Dysmenorrhea is believed to be driven in part by excessive uterine contractility. Sildenafil, a phosphodiesterase-5 inhibitor, may reduce myometrial hypercontractility through enhanced nitric oxide-cGMP signaling. Prior vaginal sildenafil data suggested acute pain relief, but mechanism and systemic exposure were not well characterized.
This mechanistic target-engagement study uses a randomized, double-blind, placebo-controlled, two-period crossover design. Participants will complete a screening visit and two menstrual treatment visits during separate cycles. At each treatment visit, participants with active menstrual pain will undergo baseline MRI, self-administer either vaginal sildenafil citrate 100 mg or matching placebo, and then complete repeat MRI assessments approximately 2 and 4 hours after dosing. Pain ratings, vital signs, adverse event assessments, pregnancy testing, and a single 4-hour blood draw for plasma sildenafil concentration will be obtained. Menstrual effluent samples will also be collected.

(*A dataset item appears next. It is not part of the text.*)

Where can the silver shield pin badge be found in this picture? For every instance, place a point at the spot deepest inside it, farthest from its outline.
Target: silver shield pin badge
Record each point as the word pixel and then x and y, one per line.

The primary objective is to determine whether vaginal sildenafil produces measurable reductions in uterine hypercontractility during menstruation. Secondary objectives are to evaluate the effect of treatment on menstrual pain intensity over the 4-hour observation window, assess systemic exposure after vaginal administration, and characterize short-term hemodynamic and clinical tolerability.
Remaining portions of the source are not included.